Fine Chinese Art è il titolo della maggior parte delle decine, centinaia, migliaia di aste che si susseguono nel calendario delle vendite internazionali, con maggiore frequenza negli ultimissimi anni, da quando cioè il mercato dell’arte cinese ha cominciato ad ottenere quei successi che l’hanno resa uno dei traini del commercio di opere d’arte nel mondo.
Il significato di Chinese Art è ovvio. Meno scontato è invece quello di Fine. Un vocabolo di cui si può in effetti abusare: Bella, Fine, Raffinata, etc… Fine è un termine che può avere molte sfumature, ma che può anche essere talmente generico da risultare noioso.
Ma io mi chiedo, ora, chi decide se un oggetto d’arte è degno di essere considerato Fine, ovvero Bello, Fine e Raffinato?
Ho già la risposta: il mercato, ovviamente…
Cio vuol dire, quindi, che esiste un’arte di serie A e un’arte di serie B?
Bene. Sono d’accordo. Se un oggetto è meglio fatto, più bello e sofisticato, raro e prezioso, allora è giusto che sia Fine piuttosto che Normal.
Tuttavia, esistono pure oggetti belli, bellissimi e raffinatissimi che non riescono ad entrare in un catalogo di Fine Chinese Art. Perchè?
Anche in questa occasione mi sembra di avere la risposta: il mercato, ovviamente…
Ho tra le mani il libro che accompagna l’asta di Bonham’s che si terrà a Londra (in New Bond Street, nella straordinaria e nuovissima sede di quella Company) il 6 novembre prossimo, a chiudere la fantastica Asian Week che come ogni anno catalizzerà l’attenzione di migliaia di appassionati di arte orientale nel mondo. Un avvenimento imperdibile per godere appieno della vitalità di questo cosmopolita e ricchissimo universo culturale e, soprattutto, commerciale.
Lo guardo, lo sfoglio – il catalogo – è mi sembra molto simile a tutti i cataloghi che ho tenuto nelle mie mani negli ultimi anni.

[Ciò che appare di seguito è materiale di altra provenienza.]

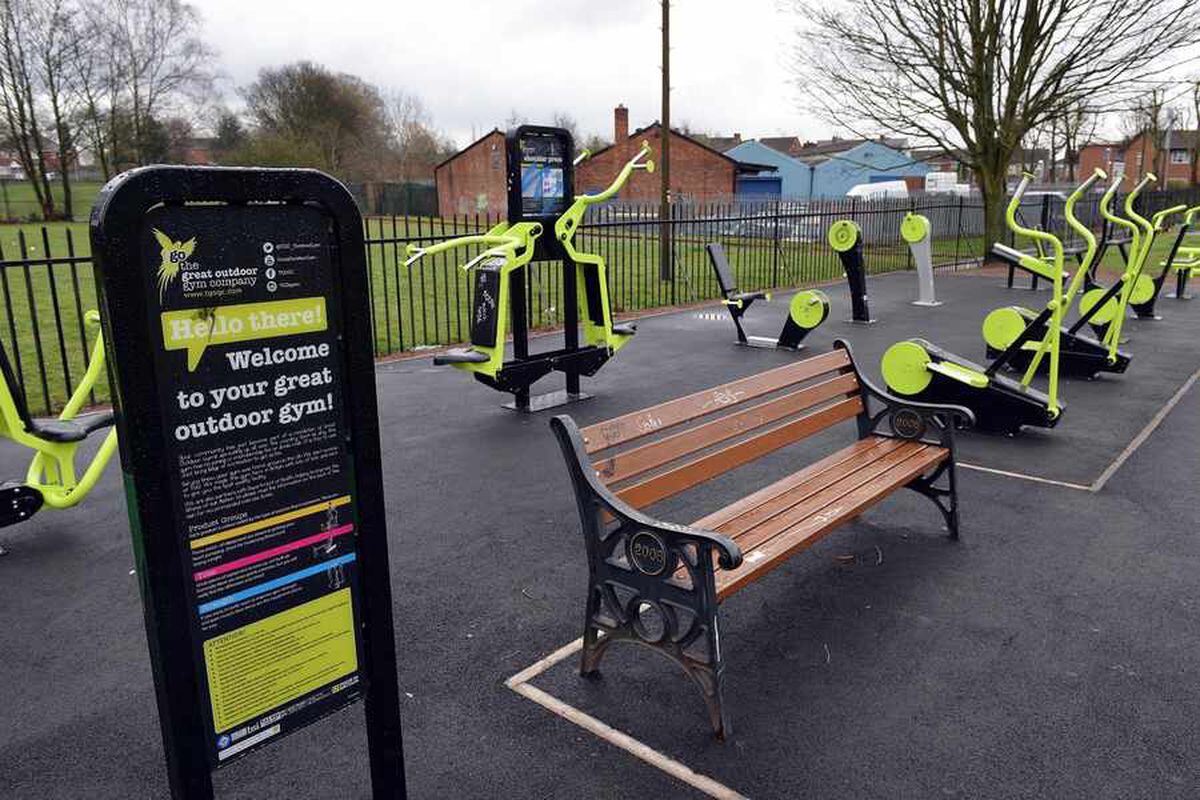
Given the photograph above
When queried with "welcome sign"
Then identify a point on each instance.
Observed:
(237, 311)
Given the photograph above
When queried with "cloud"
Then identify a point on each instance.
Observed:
(474, 62)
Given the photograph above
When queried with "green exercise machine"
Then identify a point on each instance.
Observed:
(807, 310)
(1080, 355)
(846, 239)
(540, 196)
(1183, 259)
(924, 372)
(1105, 308)
(52, 479)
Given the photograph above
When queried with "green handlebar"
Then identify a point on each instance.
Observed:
(1107, 206)
(1147, 179)
(1032, 233)
(622, 176)
(1084, 188)
(1157, 220)
(499, 240)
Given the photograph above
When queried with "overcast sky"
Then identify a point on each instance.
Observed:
(473, 64)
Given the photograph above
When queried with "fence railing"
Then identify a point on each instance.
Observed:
(46, 277)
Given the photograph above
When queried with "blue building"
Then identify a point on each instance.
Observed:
(826, 169)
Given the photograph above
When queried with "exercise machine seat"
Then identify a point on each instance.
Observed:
(461, 355)
(76, 429)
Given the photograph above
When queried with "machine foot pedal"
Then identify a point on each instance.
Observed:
(550, 400)
(18, 503)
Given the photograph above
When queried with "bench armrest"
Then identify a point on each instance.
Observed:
(587, 486)
(942, 417)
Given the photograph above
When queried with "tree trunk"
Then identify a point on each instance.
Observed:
(993, 184)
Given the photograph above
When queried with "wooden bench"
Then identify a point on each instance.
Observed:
(658, 583)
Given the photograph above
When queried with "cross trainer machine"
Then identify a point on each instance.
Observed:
(540, 185)
(846, 239)
(917, 232)
(918, 370)
(1080, 355)
(1105, 308)
(805, 312)
(52, 479)
(1183, 259)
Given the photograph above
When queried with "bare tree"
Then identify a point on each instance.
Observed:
(54, 43)
(1078, 128)
(18, 96)
(418, 146)
(156, 60)
(1195, 137)
(978, 74)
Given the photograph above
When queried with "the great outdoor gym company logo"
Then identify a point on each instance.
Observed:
(174, 256)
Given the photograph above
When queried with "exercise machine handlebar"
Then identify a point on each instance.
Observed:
(1084, 232)
(497, 244)
(1032, 233)
(622, 176)
(1147, 228)
(1158, 218)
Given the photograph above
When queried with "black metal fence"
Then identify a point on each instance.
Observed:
(46, 281)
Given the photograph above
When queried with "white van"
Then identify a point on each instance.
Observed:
(880, 190)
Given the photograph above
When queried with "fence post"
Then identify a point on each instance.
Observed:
(774, 251)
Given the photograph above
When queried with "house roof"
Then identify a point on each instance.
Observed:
(720, 143)
(784, 144)
(653, 126)
(477, 142)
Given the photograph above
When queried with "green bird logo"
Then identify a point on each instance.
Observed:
(174, 253)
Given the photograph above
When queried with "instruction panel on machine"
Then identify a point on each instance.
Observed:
(249, 364)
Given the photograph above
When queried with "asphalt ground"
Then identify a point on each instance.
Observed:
(1054, 651)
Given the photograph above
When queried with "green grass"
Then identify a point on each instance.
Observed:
(427, 304)
(18, 202)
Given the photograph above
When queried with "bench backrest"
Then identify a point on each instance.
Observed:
(725, 278)
(660, 451)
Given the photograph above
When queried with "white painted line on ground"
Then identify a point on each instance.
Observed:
(1098, 483)
(521, 685)
(1110, 470)
(1036, 479)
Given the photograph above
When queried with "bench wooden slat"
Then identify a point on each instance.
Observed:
(832, 467)
(646, 457)
(701, 469)
(814, 528)
(659, 417)
(749, 536)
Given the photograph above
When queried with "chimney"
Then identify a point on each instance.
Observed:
(619, 124)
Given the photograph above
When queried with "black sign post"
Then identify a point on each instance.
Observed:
(235, 314)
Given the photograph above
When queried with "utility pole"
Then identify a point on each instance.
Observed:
(666, 269)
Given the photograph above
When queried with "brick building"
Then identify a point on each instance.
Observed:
(1108, 156)
(697, 172)
(473, 180)
(1173, 163)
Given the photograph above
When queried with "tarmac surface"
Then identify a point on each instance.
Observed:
(1054, 651)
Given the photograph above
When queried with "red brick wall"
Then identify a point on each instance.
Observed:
(696, 173)
(474, 180)
(1104, 156)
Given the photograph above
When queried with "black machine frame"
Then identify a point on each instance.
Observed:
(573, 360)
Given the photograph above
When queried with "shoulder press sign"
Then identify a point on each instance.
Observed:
(250, 444)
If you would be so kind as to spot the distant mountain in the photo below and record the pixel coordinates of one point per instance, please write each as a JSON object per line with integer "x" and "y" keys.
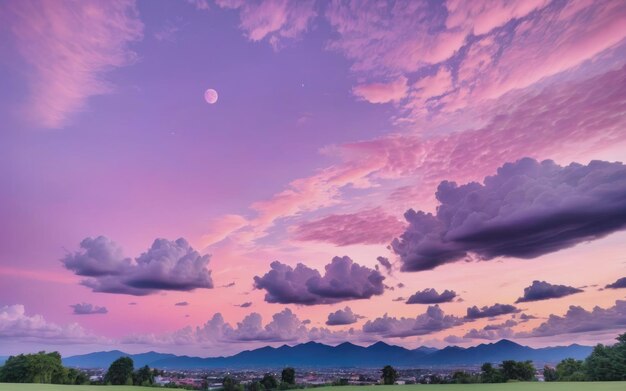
{"x": 313, "y": 354}
{"x": 104, "y": 359}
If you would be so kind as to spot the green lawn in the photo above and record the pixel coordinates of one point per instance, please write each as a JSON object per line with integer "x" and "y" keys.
{"x": 534, "y": 386}
{"x": 604, "y": 386}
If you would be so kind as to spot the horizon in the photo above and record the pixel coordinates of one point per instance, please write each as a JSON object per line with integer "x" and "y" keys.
{"x": 213, "y": 176}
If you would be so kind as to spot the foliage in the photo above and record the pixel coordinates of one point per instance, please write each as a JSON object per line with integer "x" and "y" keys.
{"x": 462, "y": 377}
{"x": 390, "y": 375}
{"x": 41, "y": 367}
{"x": 143, "y": 377}
{"x": 255, "y": 386}
{"x": 231, "y": 384}
{"x": 489, "y": 374}
{"x": 549, "y": 374}
{"x": 120, "y": 372}
{"x": 607, "y": 362}
{"x": 518, "y": 370}
{"x": 269, "y": 382}
{"x": 571, "y": 370}
{"x": 288, "y": 376}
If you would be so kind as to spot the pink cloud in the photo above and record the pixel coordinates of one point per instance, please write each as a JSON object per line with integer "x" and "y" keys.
{"x": 221, "y": 227}
{"x": 16, "y": 325}
{"x": 69, "y": 47}
{"x": 372, "y": 226}
{"x": 275, "y": 20}
{"x": 527, "y": 59}
{"x": 382, "y": 38}
{"x": 563, "y": 121}
{"x": 382, "y": 92}
{"x": 482, "y": 17}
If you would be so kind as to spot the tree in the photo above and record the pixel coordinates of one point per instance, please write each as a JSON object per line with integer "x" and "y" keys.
{"x": 571, "y": 370}
{"x": 517, "y": 370}
{"x": 489, "y": 374}
{"x": 143, "y": 377}
{"x": 75, "y": 376}
{"x": 462, "y": 377}
{"x": 41, "y": 367}
{"x": 288, "y": 376}
{"x": 231, "y": 384}
{"x": 255, "y": 386}
{"x": 120, "y": 372}
{"x": 269, "y": 382}
{"x": 549, "y": 374}
{"x": 390, "y": 375}
{"x": 607, "y": 362}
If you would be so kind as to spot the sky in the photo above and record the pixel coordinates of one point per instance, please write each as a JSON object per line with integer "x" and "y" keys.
{"x": 416, "y": 172}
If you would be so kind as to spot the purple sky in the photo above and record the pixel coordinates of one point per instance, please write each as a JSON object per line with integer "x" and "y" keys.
{"x": 475, "y": 146}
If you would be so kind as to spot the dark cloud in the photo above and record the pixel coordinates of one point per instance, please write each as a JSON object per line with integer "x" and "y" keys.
{"x": 342, "y": 317}
{"x": 88, "y": 309}
{"x": 541, "y": 290}
{"x": 372, "y": 226}
{"x": 579, "y": 320}
{"x": 621, "y": 283}
{"x": 493, "y": 331}
{"x": 343, "y": 280}
{"x": 431, "y": 321}
{"x": 525, "y": 317}
{"x": 491, "y": 311}
{"x": 384, "y": 262}
{"x": 526, "y": 210}
{"x": 167, "y": 265}
{"x": 431, "y": 296}
{"x": 97, "y": 258}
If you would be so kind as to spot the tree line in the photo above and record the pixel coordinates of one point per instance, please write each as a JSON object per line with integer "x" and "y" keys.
{"x": 268, "y": 382}
{"x": 605, "y": 363}
{"x": 40, "y": 367}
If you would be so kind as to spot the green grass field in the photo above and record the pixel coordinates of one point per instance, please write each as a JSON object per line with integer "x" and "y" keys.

Per carità, vi sono oggetti fuori dell’ordinario, rari e preziosi, come la piccola giara doucai decorata con fiori di loto (lot 203) con marchio Chenghua valutata ‘appena’ 400.000-600.000 £, oppure il vaso in bronzo dorato con intarsi di pietre dure e vetri (lot 270) di epoca Qianlong. Due oggetti superbi,
documentati grazie a confronti puntuali; e come questi, alcuni altri manufatti pure di grande qualità che sarebbe qui troppo lungo elencare.
Ma il resto?
Vasi e coppe in porcellana, bronzi sino-tibetani, cloisonnes, giade bianche e verdi, sculturine e simili: ho l’impressione di rivedere un film già visto…
L’arte, cioé l’Arte, è quella magia che ha la forza di dare emozioni, esperienze, intrisa com’è di storia, vicissitudini e amore: può perciò essere altro che un catalogo di Fine, il quale è frutto sì di una scelta che seleziona il meglio, ma anche di un’operazione commerciale. Ovvero, gli acquirenti cinesi oggi acquistano soltano certe tipologie di oggetti (per esempio, le opere del Settecento) mentre altri manufatti (ad esempio l’archeologia) sono praticamente esclusi dal grande mercato ameno che non si tratti di capolavori fuori dall’ordinario.
So per certo però che – oltre al mercato ‘di vetrina’, quello dell’Asian Week per intenderci – esiste una nutrita schiera di collezionisti che raccolgono opere in base a certi altri criteri, diversi da quelli promossi nei cataloghi delle aste di Fine Chinese Art. Collezionisti che perseguono un progetto, affindando le scelte di acquisto non alle tendenze del mercato bensì all’emozione che provano osservando, desiderando ed eventualmente comperando un pezzo per la loro collezione.
Magari nessuno di loro sarà interessato ai pezzi nel catalogo Fine, ma sono sicuro che le loro collezioni avranno il potere di resistere al trascorrere del tempo, di affrontare l’ingresso nel futuro con la consapevolezza di una scelta dettata da un gusto, qualsiasi esso sia, piuttosto che dalle decisioni di altri che in certi casi non riescono a vedere oltre la vaghezza di un vocabolo.